Million-dollar boost for Tāmaki Makaurau arts and culture 

More than 40 arts groups and artists across Tāmaki Makaurau are set to receive support to help them deliver a smorgasbord of creative events and activities.

Auckland Council’s Planning, Environment and Parks Committee today approved $1.03 million in arts funding from the council’s Regional Arts and Culture grants programme.   

Committee deputy chair, Councillor Angela Dalton says the range of unique experiences supported by this year’s grants are bound to captivate people across all ages and interest groups.

“Every year, we are seeing more people embrace the arts and get involved. The benefit that brings to our city is invaluable,” Cr Dalton says.

“We know that investing in the people who make these wonderful experiences happen leads to a flourishing creative economy and makes Tāmaki Makaurau a better place to live.”

The programme aims to support a wide range of community-led initiatives to provide inspiring experiences to more Aucklanders, in line with Toi Whītiki, Auckland’s Arts and Culture Strategic Action Plan.

Funding is allocated across three categories, allowing a wide range of regional artists and organisations an opportunity to be considered for grants, ranging from $8,000 for digital content support to $180,000 over three years to provide ongoing strategic support to an art gallery.

“We are lucky to have such a rich pool of talent within our region.
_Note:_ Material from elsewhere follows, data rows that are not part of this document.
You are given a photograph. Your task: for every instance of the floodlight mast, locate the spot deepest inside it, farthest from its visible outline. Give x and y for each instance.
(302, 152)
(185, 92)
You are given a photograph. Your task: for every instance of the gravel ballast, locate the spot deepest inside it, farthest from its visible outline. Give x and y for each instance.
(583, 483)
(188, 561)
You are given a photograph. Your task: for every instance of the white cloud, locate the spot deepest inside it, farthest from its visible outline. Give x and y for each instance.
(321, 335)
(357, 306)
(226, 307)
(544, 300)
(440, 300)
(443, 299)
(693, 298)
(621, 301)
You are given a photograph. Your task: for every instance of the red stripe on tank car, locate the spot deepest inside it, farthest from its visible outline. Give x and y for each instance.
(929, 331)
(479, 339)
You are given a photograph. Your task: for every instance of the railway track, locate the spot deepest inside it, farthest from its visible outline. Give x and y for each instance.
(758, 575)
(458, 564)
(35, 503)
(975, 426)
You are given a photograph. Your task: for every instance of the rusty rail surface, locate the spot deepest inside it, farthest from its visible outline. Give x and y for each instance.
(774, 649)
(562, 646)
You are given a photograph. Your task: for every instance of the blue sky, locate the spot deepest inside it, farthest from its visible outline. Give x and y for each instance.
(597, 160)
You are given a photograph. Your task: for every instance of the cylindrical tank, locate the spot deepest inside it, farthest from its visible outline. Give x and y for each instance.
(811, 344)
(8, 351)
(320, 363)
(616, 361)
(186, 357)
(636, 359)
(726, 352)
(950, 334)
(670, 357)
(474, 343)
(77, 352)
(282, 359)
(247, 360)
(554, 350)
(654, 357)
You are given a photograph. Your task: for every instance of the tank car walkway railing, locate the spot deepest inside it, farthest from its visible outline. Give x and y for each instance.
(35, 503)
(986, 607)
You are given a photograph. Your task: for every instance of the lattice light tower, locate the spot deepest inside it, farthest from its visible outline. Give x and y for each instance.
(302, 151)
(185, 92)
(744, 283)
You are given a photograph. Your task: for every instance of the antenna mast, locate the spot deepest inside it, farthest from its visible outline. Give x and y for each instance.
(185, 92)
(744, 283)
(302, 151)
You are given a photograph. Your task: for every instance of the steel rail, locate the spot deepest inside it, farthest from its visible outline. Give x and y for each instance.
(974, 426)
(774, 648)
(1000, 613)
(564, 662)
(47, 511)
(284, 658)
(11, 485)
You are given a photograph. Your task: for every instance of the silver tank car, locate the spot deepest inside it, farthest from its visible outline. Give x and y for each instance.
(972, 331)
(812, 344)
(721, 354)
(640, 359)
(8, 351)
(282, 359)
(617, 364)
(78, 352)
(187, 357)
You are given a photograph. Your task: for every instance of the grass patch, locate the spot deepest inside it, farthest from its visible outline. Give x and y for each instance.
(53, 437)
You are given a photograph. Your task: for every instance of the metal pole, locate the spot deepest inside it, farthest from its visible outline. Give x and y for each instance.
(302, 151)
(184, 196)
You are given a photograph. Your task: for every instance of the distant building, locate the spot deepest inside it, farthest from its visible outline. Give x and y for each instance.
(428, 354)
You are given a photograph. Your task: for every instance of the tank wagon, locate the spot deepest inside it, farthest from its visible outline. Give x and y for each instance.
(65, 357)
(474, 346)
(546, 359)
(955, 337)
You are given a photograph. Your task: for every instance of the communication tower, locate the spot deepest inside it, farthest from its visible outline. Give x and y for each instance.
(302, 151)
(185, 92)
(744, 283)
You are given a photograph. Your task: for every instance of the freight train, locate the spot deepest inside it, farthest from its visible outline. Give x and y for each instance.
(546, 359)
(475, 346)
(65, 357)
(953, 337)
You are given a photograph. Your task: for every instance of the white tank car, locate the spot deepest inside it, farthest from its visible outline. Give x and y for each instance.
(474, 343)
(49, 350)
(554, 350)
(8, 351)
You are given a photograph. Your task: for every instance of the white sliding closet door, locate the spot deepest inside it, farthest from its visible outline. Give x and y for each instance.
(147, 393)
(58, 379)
I hope all Aucklanders embrace the opportunities to see these artists in action and to be enriched,” says Cr Dalton.  

The committee says it first considered smaller high-quality initiatives that may not otherwise have had the financial means to reach a final curtain call – for audience development and programming grants.
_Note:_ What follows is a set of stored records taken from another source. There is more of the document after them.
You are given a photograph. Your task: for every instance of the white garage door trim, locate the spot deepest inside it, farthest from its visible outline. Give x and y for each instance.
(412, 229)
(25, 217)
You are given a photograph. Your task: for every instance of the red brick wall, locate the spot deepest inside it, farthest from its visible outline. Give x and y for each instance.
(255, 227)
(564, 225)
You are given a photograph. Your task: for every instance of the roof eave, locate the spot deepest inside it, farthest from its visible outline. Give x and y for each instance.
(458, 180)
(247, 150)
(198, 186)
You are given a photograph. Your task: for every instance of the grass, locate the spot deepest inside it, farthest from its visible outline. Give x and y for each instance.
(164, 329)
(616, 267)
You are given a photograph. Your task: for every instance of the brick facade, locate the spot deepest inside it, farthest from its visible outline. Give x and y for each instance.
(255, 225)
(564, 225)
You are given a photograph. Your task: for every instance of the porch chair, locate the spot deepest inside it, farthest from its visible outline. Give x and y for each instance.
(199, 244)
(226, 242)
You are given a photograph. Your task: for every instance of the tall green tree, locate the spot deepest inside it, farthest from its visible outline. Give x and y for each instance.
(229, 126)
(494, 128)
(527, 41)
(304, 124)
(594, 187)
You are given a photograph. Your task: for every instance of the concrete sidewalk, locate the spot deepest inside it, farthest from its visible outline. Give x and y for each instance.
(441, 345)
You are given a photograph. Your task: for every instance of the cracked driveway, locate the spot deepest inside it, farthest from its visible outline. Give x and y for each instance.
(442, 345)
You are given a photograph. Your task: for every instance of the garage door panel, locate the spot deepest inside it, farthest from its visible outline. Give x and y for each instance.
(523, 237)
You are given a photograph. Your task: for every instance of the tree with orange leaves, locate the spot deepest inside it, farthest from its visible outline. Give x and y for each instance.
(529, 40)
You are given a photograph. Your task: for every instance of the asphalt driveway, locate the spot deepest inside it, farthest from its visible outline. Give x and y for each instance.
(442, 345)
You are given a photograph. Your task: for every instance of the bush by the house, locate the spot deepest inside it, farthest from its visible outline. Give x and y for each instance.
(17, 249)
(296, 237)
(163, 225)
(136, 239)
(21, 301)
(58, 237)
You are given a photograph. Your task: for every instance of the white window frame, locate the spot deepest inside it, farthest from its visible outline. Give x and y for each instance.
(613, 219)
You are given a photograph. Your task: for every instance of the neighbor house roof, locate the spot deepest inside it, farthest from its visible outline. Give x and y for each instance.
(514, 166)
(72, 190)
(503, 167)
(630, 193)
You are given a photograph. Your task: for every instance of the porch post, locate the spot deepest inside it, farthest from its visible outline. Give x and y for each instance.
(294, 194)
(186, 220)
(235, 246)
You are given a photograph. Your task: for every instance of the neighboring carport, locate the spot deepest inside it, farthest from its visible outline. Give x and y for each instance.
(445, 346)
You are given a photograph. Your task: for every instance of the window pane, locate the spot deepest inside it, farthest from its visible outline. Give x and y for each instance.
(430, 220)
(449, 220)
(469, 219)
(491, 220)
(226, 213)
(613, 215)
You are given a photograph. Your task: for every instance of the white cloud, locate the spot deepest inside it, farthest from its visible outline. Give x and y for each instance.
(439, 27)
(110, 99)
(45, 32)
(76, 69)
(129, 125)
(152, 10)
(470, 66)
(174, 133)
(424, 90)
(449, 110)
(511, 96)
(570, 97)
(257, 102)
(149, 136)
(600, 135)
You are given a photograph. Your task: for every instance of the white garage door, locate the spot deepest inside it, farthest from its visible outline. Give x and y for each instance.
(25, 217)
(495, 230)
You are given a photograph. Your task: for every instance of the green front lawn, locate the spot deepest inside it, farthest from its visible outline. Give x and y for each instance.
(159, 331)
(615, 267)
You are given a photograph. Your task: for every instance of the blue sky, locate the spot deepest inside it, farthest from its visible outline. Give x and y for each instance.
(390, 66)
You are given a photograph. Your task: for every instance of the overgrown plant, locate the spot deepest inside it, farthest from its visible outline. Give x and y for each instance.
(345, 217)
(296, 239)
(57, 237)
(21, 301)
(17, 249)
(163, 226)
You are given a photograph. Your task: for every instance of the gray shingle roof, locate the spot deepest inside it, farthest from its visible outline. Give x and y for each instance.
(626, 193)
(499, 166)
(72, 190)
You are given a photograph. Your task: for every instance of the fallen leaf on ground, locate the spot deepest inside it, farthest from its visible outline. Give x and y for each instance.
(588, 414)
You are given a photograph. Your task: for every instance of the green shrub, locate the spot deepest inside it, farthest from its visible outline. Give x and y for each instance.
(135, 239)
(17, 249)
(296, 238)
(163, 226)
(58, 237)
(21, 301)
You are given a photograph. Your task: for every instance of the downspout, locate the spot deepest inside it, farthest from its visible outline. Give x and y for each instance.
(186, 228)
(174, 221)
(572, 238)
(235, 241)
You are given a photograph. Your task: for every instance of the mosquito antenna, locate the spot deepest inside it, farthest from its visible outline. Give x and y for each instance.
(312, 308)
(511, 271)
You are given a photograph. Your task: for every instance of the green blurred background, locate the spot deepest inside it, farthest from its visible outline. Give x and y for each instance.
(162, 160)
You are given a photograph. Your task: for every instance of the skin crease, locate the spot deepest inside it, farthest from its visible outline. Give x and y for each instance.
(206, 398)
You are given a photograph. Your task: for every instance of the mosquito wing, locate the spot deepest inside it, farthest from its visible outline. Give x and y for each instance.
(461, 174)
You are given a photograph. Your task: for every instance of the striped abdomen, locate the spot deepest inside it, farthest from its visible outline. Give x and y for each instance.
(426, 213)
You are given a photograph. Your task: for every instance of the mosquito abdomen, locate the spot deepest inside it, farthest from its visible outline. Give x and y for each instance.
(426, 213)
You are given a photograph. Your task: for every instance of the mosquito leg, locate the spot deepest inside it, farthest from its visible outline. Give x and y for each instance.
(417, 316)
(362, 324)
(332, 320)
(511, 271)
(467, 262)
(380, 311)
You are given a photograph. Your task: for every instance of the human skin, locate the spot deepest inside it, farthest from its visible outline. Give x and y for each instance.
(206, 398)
Professional performers from The Dust Palace (Photo/Paul Menezes).

Some experiences from this year’s recipients to watch out for include Neke – a Māori and Pacific stage production, Badjelly the Witch Glowshow, performances from Choirs Aotearoa New Zealand, and Āhurutanga Poetry Nights. 
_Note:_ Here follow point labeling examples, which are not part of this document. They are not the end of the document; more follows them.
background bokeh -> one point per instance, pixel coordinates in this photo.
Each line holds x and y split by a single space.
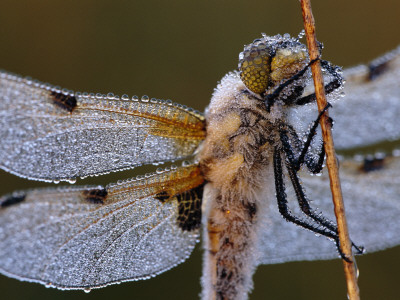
179 50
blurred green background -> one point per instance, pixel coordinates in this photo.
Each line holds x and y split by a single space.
179 50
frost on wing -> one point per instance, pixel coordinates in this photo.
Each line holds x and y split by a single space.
52 134
372 203
88 237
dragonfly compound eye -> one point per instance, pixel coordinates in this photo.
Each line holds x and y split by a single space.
255 66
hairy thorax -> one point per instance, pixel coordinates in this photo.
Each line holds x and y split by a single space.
234 158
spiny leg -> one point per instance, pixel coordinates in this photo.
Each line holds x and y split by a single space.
293 166
288 215
314 167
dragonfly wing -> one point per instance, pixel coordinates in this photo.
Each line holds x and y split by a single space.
88 237
372 204
51 134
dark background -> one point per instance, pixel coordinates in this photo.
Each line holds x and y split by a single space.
179 50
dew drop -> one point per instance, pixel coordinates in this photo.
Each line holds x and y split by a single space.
72 180
185 163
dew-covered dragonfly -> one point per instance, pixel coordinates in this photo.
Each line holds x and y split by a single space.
248 153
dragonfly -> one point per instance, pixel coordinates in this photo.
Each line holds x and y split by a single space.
246 158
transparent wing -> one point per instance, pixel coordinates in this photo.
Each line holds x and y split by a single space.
51 134
372 203
88 237
368 112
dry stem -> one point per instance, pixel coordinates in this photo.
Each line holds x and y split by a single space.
345 242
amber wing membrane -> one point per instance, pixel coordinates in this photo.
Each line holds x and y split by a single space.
51 134
88 237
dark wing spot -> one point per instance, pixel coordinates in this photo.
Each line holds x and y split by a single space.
372 164
189 217
378 68
95 196
162 196
67 102
12 199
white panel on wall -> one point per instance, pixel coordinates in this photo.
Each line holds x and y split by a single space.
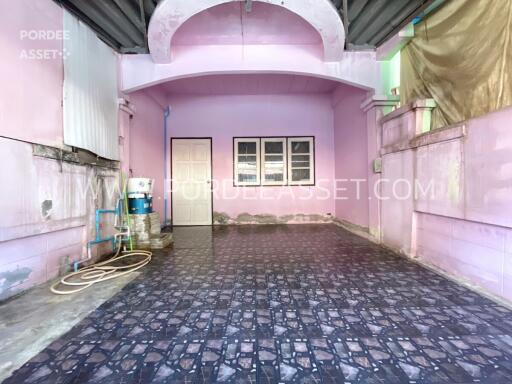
90 91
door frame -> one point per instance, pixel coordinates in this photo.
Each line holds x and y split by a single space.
211 172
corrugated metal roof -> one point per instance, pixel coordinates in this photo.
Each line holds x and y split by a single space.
123 23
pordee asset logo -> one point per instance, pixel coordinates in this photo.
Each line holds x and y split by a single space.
41 53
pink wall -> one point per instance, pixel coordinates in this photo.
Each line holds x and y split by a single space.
147 144
31 88
229 23
461 222
351 156
223 117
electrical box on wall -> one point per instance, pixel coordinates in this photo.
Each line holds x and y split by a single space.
377 165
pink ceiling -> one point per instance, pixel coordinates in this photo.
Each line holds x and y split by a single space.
230 23
248 85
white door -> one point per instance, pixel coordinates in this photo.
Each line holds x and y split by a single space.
191 182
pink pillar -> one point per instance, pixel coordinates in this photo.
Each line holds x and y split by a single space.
375 108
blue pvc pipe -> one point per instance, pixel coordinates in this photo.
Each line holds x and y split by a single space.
99 239
167 112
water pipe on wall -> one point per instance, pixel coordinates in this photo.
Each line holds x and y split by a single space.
167 112
99 239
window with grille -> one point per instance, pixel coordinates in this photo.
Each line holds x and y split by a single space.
274 161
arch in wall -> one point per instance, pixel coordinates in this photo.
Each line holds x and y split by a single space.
171 14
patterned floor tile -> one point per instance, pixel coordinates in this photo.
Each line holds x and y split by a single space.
283 304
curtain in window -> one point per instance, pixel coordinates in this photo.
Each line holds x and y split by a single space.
461 56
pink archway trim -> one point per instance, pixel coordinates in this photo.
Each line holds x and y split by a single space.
171 14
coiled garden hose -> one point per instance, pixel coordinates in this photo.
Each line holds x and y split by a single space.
106 270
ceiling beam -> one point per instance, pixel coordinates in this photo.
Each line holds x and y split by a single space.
386 16
100 18
401 25
131 13
355 9
366 19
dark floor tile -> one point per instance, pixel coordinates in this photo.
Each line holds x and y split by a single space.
282 304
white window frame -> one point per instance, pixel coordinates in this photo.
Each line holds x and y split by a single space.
258 162
285 160
311 141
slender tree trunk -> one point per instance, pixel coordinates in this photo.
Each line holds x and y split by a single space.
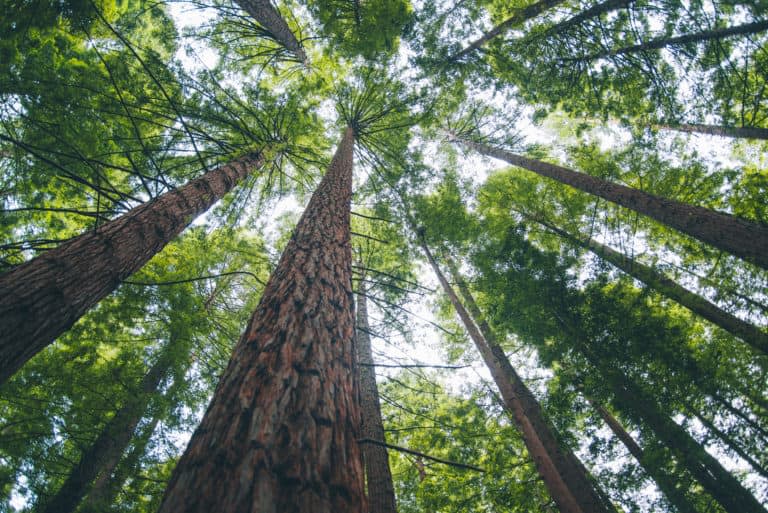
107 486
592 12
749 333
745 239
666 483
728 440
281 431
563 474
707 470
739 132
381 492
518 17
42 298
269 17
663 42
104 453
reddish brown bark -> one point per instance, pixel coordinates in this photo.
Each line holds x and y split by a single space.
739 132
269 17
381 492
563 474
742 238
42 298
518 17
280 434
749 333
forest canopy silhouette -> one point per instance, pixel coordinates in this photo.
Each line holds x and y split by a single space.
379 256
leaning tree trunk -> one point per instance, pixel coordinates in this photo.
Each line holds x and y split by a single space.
697 304
269 17
381 492
739 132
593 12
665 482
707 470
42 298
518 17
663 42
281 431
111 443
563 474
745 239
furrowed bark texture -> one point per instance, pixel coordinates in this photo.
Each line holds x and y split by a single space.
563 475
699 305
706 469
738 132
663 42
520 16
42 298
381 491
665 482
742 238
104 453
280 434
269 17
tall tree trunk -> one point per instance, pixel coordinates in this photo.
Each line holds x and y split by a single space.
518 17
666 483
663 42
592 12
111 443
710 474
749 333
563 474
107 486
739 132
42 298
281 431
381 492
745 239
728 440
269 17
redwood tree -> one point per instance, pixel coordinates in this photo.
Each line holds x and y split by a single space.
281 431
563 474
381 493
697 304
740 237
43 297
269 17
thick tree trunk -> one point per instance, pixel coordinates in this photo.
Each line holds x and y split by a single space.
749 333
710 474
563 474
518 17
381 492
42 298
665 482
738 132
104 453
281 431
663 42
269 17
745 239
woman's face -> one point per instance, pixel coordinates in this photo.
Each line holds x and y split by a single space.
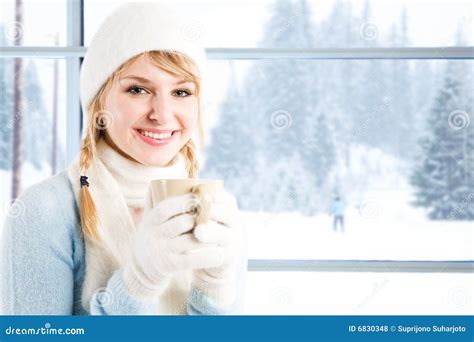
153 113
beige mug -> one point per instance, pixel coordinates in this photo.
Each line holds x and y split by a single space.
204 189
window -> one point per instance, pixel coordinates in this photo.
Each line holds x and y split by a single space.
367 101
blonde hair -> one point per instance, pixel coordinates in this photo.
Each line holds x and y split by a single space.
172 62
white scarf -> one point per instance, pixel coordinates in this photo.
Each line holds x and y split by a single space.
118 184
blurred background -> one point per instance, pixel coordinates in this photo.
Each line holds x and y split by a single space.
344 128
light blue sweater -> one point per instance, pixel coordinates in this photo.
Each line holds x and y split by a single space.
42 264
More established organisations were considered for business and capacity development grants, to support strategic, business and marketing plans, digital and web activities. Recipients in this group include Portage Ceramics, the Auckland Festival of Photography and Atamira Dance Collective.

The third category – strategic relationships – supports organisations that already contribute to Tāmaki Makaurau’s overall thriving arts and culture sector, with extended funding over two or three years.

Objectspace, Te Pou Theatre, the Basement Theatre, Silo Theatre, New Zealand Comedy Trust and New Zealand Dance Festival are among the well-known successful applicants to receive ongoing grants.

In addition, the committee has approved a three-year grant this year to The Dust Palace; an innovative Tāmaki Makaurau-based circus performance company aiming to lift circus sector standards internationally through kaupapa Māori circus training.

Unsuccessful applicants have been provided with guidance to support future fund applications and advice on alternative funding avenues.